En este texto, Mariana Bernárdez se pregunta ¿quizá sea la inconmensurable rebeldía de no aceptar que la muerte sea un punto final y que lo amado no habrá de volverse a tocar? Recuperamos esta publicación de Este País de 2012.
Margen de equívoco
En este texto, Mariana Bernárdez se pregunta ¿quizá sea la inconmensurable rebeldía de no aceptar que la muerte sea un punto final y que lo amado no habrá de volverse a tocar? Recuperamos esta publicación de Este País de 2012.
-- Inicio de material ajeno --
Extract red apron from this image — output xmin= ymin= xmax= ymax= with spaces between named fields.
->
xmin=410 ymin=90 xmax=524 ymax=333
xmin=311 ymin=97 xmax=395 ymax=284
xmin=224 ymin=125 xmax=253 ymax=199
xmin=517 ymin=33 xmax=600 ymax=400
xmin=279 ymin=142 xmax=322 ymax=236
Texto de Mariana Bernárdez 22/04/22
Comienza la sospecha con un dolor difuso y ajeno a lo conocido, provoca algo de desasosiego e hilvana su presencia de preferencia en la alta noche, cuando la ciudad aquietada recuerda días distintos, donde la descripción que hacían los antiguos del cielo estrellado era tan cierta, como esto que arranca del sueño. Voces que se vierten por el caracol del imaginario auditivo: no es el canto de la sirena invadiendo el sopor del argonauta que encuentra en la hondura del mar un horizonte promisorio de ventura; tampoco la enrarecida belleza de ídolos de piedra que en la mácula de su sonrisa mascullan entrañas ajenas a su desvarío. El temor acompaña el rastro de la melancolía, única verdad de alguna vez haber sido con otro, sea en la profusión de la niñez cuando la correría era suficiente para caer derruidos ante el reclamo del dormir, o sea en el abrazo donde el confín del cuerpo bastaba para saberse a buen recaudo.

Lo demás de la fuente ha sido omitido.